There are some big moments in your high school, college, and even post college careers, and one of those big moments is an important interview. You may be nervous, which is completely understandable; but with the right preparation, you can go into your interview feeling confident.
Research the organization. If you already have an interview scheduled with an organization make sure to do your homework on the company and the person you are interviewing with (if you know who you will be interviewing you). A great place to start is the organization’s website. Read about their background, mission statement, clients, their products, and their press releases if they have any. Take notes because it will be hard to memorize all of the information. Bringing in notes into your interview to refer to can speak volumes to the interviewer. It shows that you have done your research and that you came prepared to the interview. Also, it doesn’t hurt to look on the organization’s LinkedIn. Here, you can find articles they have written, re-posted, or relate to that may help you in researching the organization.

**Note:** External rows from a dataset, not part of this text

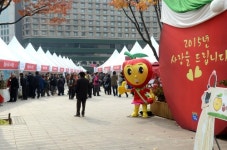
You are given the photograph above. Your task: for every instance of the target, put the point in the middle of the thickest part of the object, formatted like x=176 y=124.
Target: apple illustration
x=223 y=107
x=189 y=51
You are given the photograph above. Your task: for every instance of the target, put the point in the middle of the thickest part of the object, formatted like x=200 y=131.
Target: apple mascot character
x=192 y=45
x=137 y=73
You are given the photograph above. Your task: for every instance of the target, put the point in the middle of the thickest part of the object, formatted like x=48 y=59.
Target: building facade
x=7 y=31
x=93 y=30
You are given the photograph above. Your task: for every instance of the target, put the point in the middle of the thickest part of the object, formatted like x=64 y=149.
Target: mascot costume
x=192 y=45
x=138 y=73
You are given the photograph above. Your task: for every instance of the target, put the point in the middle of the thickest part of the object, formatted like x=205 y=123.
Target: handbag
x=217 y=100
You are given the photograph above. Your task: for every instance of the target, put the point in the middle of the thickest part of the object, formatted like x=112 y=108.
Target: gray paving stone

Compare your skills and qualifications to the job description. Look at the job roles and responsibilities and outline the skills and knowledge needed for the job. Look into the hierarchy of the job title and figure out where the job fits in the organization. Then look to see what the employer is looking for in a skill set. Take your past experiences in jobs, schools, or projects and speak to those in your interview.
Prepare your answers. Think of some questions that may come up in the interview, such as: What is your greatest weakness and strength? Think of a time when you faced conflict in a role in a job. Or What do you know about the organization/industry? These are some common questions that you can prepare your answers ahead of time.

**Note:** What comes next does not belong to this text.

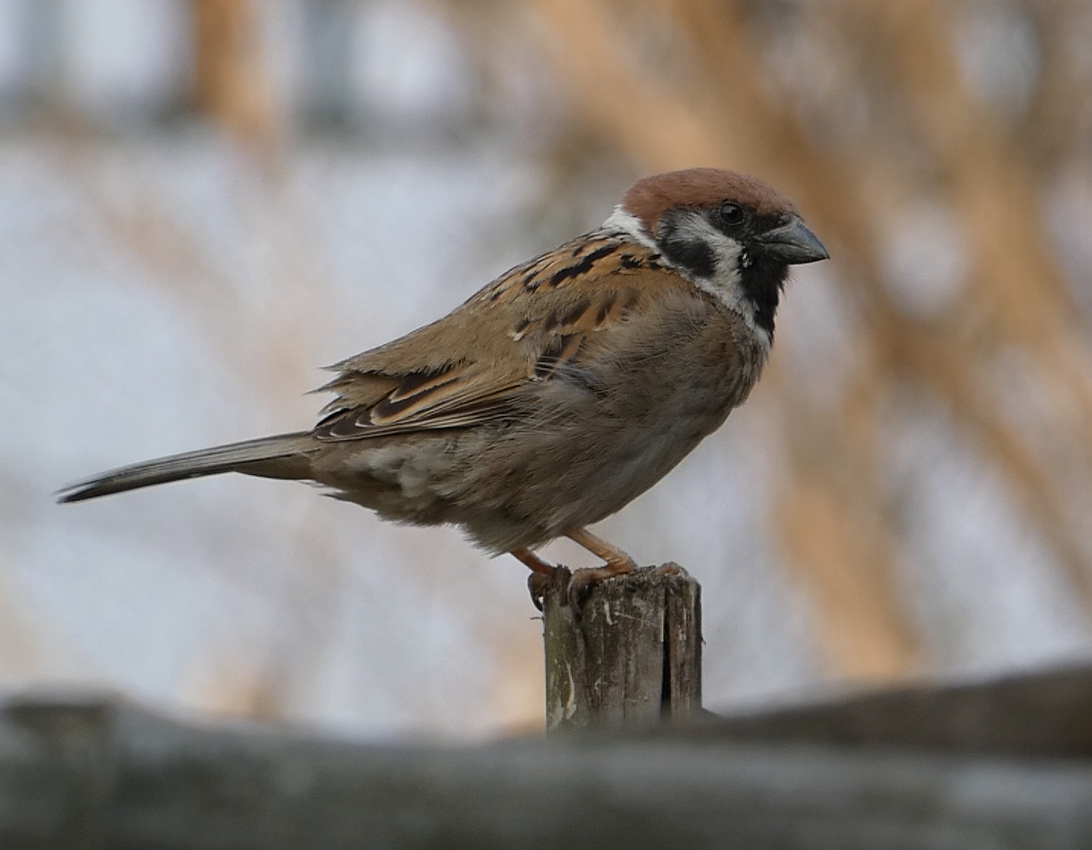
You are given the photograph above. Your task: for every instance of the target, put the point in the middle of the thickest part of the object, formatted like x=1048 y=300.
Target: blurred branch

Prepare what you are going to bring to the interview. Bring a portfolio, resumes, and business cards. It’s all about the presentation. Prepare your portfolio of resumes, references, letters of recommendations, past work and school projects. When you come with something tangible, it’s easier to speak to and the interviewer has a better idea of what you have accomplished and what you are capable of. This will also make you stand out amongst the other interviewees. It is always safe to bring at least 5 copies of your resume, because you never know how many people you will meet during your interview.
Last but not least, bring business cards. This may seem strange to bring even if you do not have a professional job, but this will speak volumes in an interview. Your business card can simply state that you are a student or a professional in your area of study. When you hand over your business card, the interviewer will most likely give you their business card, which will be helpful when you are trying to get in contact after the interview. The interviewer will also has your contact information on hand more easily without having to go back to your application.
Choose what to wear. You always want to dress your best, and dressing conservatively and professionally can never go wrong. Invest in a pantsuit, a nice blouse, and conservative and neutral heels. These different pieces of clothing will come in handy for all of your networking and interview events. Remember that within the first 10 seconds of an interview a person already has an idea if they want to hire you or not, so dressing your absolute best is extremely important. Make sure your nails are neat, your hair is styled and washed, and that your makeup is neutral and not too over the top.
Plan thoughtful questions to ask after the interview. When the interviewer asks if you have any questions after an interview, they want you to ask questions. This shows how much thought and effort you have put into the interview and your research. Have at least three to five questions written down that you can reference. This can also make you stand out amongst the other interviewees.
Follow up with the interviewer with a thank you email or a card. It is extremely important to thank the person who interviewed you for taking the time to talk with you. Make sure you do it the same day of the interview, because it is important to be timely and relevant. This can be done in a simple email, or in a handwritten thank you card. An email may be the best option unless the hiring manager went completely out of their way to have an informational interview with you or to set up a meeting just to chat and give you helpful advice. In these situations, a handwritten card may be best.
Remember to believe in yourself. There was a reason you were called into the interview. Someone saw something in you. Be confident and prepare ahead of time, and you will be great in your next interview. Good luck! You got this!